Upon learning The Plastics have accepted Cady into their highly exclusive clique, Janice concocts a revenge ploy to essentially tear down Regina's self-esteem, taking away her looks, her friends, and her boyfriend. She uses Cady to carry out her plan. Then, when Cady inevitably, almost forcibly, assimilates with The Plastics, Janice turns on her and makes herself the victim in a situation she created. And the gag is, she succeeds in getting away with all of it. Frankly, all the girls in the film are perpetrators of bullying each other, but Janice is one of the main mean girls who doesn't have to wear the scarlet letter when the social hierarchy begins to collapse.


Because of this, Janice is perhaps more sinister than Regina George, as she unsuspectingly manipulates Cady into bringing down Regina without ever having to apologize, repent, or change her behavior. It's also important to note, Janice used to be friends with Regina. Their past friendship is an important detail of Janice's character because it gives insight into why and how she is capable of pulling off the elaborate and seemingly impossible task of tearing down the school's top dog. Essentially, the two of them are exactly the same. The only difference is Janice physically presents herself as the anti-Regina. She wears all black, pretends not to care about her appearance, or care about what other people think about her. Janice's persona allows her to remain invisible to people's preconceived ideas of what a mean girl looks like. But just like Regina, Janice is controlling of her friends, passive aggressive towards other girls, and manipulates others to maintain her social status. It's just her social status, compared to Regina's, doesn't place an obvious target on her back.
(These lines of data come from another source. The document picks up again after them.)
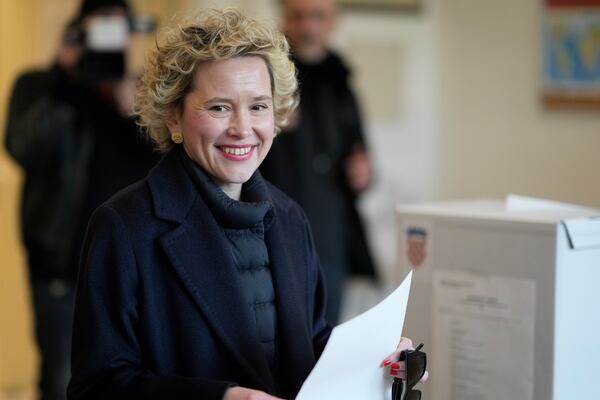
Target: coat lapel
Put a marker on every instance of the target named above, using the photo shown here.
(295, 337)
(197, 249)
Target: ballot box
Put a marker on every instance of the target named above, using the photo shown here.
(506, 297)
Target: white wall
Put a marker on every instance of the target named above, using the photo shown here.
(495, 136)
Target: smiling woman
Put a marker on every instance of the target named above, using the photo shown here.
(227, 120)
(202, 281)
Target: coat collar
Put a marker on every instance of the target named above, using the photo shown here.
(197, 249)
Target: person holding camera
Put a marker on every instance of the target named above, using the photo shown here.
(69, 129)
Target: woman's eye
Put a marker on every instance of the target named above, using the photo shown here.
(259, 107)
(218, 108)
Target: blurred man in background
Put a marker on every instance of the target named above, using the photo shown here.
(320, 160)
(70, 131)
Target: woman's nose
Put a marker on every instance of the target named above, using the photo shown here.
(240, 125)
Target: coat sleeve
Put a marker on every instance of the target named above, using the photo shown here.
(39, 117)
(107, 361)
(321, 329)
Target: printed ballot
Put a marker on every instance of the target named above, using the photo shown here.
(350, 366)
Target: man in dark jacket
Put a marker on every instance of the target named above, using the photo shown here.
(320, 160)
(68, 130)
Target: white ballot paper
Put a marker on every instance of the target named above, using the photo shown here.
(350, 366)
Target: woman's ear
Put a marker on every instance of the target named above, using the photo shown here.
(172, 122)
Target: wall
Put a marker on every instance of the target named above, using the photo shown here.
(16, 350)
(495, 137)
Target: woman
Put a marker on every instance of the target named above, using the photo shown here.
(201, 281)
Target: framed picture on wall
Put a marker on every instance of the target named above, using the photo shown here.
(571, 53)
(386, 4)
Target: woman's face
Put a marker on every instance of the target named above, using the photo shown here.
(227, 120)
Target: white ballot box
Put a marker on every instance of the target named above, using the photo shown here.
(506, 297)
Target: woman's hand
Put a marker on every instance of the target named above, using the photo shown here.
(397, 368)
(240, 393)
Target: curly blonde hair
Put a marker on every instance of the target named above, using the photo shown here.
(213, 35)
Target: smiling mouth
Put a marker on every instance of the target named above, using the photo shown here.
(236, 151)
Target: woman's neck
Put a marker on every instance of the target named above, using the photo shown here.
(233, 190)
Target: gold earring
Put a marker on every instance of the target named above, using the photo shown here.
(177, 137)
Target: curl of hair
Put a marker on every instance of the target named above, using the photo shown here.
(213, 35)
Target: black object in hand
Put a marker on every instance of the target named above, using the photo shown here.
(416, 365)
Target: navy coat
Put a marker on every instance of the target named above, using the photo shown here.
(159, 310)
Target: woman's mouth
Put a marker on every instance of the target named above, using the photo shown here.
(237, 153)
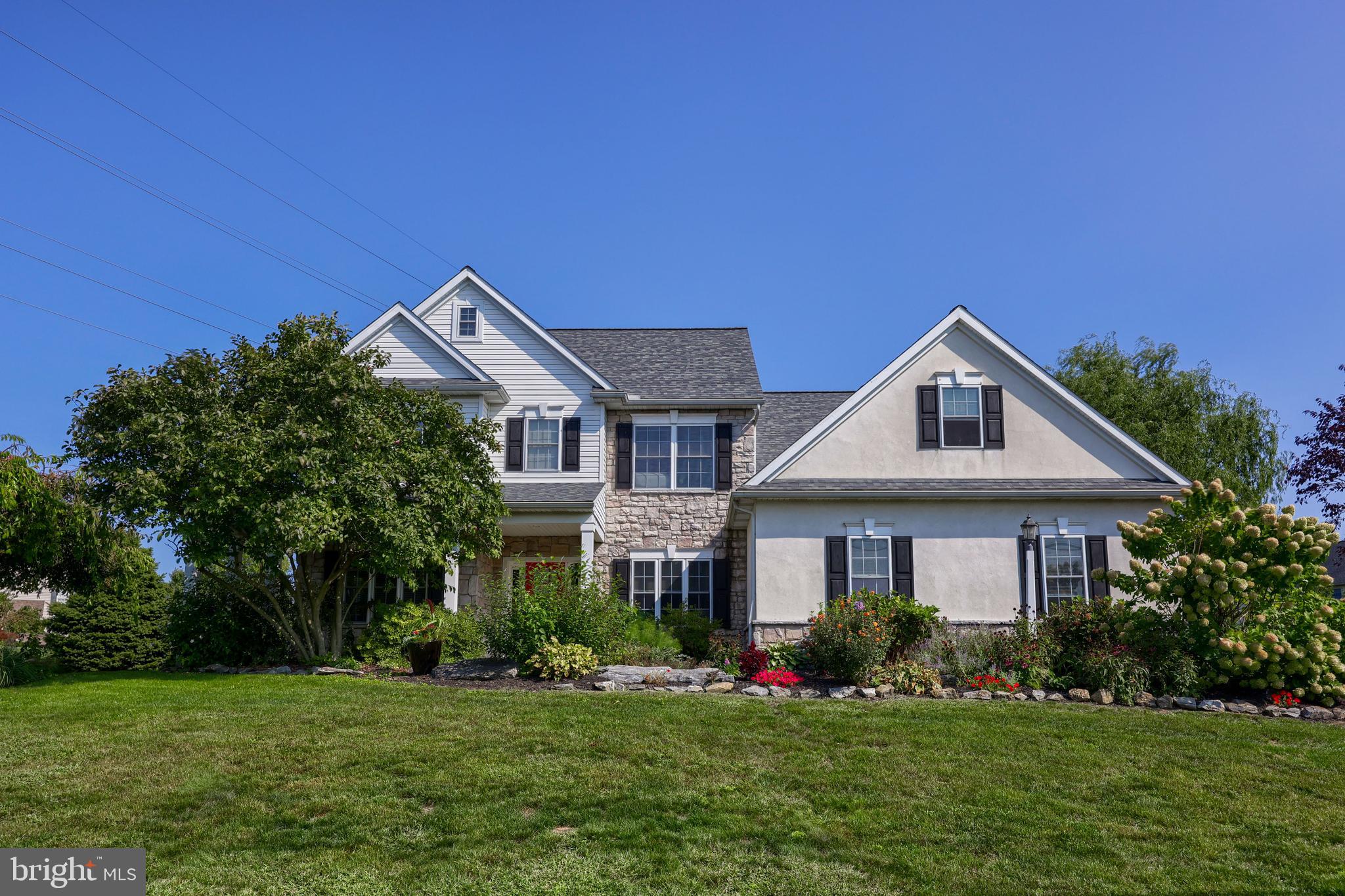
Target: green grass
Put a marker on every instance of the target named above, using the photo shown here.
(278, 785)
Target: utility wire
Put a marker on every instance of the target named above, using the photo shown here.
(206, 155)
(85, 323)
(223, 308)
(254, 131)
(164, 196)
(93, 280)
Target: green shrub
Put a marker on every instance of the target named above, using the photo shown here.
(208, 624)
(391, 624)
(848, 640)
(692, 629)
(786, 654)
(119, 626)
(558, 660)
(1243, 587)
(569, 605)
(907, 676)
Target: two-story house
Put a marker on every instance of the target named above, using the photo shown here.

Despite Janice being the mastermind behind the whole plot of the movie, Regina and Cady bear the responsibility for the destruction they've caused in other people's lives. Cady takes sole accountability for the events that happened throughout the film, even though she was a victim of Janice's manipulation. However, Cady will never be sympathized with because she better fits the stereotype of what a mean girl must look like to be mean. Janice, on the other hand, goes unnoticed by the teachers, administrators, the rest of the student body, and the audience because she doesn't look like a girl we want to villainize. Instead, she looks like the girl everyone wants to root for. Janice appears like the social outcast who we perceive has probably fallen victim to society's unrealistic expectation of women and been bullied by girls who are conventionally more attractive than she is. In reality, all the girls are victims of the same system that pits women against each other and forces them to compete. However, in the movie and real life, the popular girls are easier to blame because we deem them to be conformists of patriarchy and perpetrators of toxic femininity.
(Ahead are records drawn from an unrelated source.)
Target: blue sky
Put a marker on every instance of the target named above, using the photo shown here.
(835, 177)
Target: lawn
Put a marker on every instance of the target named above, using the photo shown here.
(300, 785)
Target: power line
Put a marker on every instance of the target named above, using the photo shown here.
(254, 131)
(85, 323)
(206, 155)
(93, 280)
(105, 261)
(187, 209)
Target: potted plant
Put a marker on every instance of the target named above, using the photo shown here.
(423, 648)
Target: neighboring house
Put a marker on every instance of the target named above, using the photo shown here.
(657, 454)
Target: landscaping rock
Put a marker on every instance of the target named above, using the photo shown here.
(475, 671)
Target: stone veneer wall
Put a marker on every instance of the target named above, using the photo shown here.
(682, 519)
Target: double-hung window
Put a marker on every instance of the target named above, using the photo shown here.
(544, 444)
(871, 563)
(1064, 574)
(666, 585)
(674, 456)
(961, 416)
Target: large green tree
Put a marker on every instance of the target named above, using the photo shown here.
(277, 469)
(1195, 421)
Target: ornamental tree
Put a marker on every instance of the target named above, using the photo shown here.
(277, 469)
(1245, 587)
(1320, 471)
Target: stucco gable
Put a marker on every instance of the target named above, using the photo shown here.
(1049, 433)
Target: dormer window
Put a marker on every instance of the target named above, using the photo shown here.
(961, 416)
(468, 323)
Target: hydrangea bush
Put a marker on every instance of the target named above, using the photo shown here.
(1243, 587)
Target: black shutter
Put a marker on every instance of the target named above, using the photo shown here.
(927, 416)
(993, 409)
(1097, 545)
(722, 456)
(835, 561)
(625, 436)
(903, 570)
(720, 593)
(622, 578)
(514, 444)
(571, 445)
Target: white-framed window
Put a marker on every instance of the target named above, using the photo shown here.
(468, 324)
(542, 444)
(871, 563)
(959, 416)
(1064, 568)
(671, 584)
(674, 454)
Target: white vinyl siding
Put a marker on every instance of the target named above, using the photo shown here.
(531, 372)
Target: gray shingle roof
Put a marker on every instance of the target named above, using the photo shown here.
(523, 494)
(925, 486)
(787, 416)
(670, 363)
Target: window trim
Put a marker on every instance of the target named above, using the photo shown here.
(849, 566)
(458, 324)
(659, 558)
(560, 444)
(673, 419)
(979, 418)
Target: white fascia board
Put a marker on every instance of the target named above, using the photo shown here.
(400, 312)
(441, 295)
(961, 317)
The film subverts the popular mean girl trope by conveying how mean girls are not monolithic. They don't have one look or one type of behavior. Mean girls are everywhere. "Mean Girls" also does well to recognize that being "popular" doesn't make someone inherently bad and being "unpopular" doesn't make someone inherently good. For decades, Rom-Coms and other teen films have fed audiences that faulty narrative that may have caused some girls to be unfairly demonized; while real mean girls, in other forms or cliques, hide under the guise of a "good-guy" trope. To what lengths will a patriarchal society go to pit women against each other? The limit does not exist (sorry, I had to). "Mean Girls" differs from its contemporaries because the movie illustrates how all girls engage in unhealthy competition and meanness towards one another. As Cady learns, every single one of us could do better toward uplifting one another because the system that seeks to tear women down is an illusion. Fake, like plastic.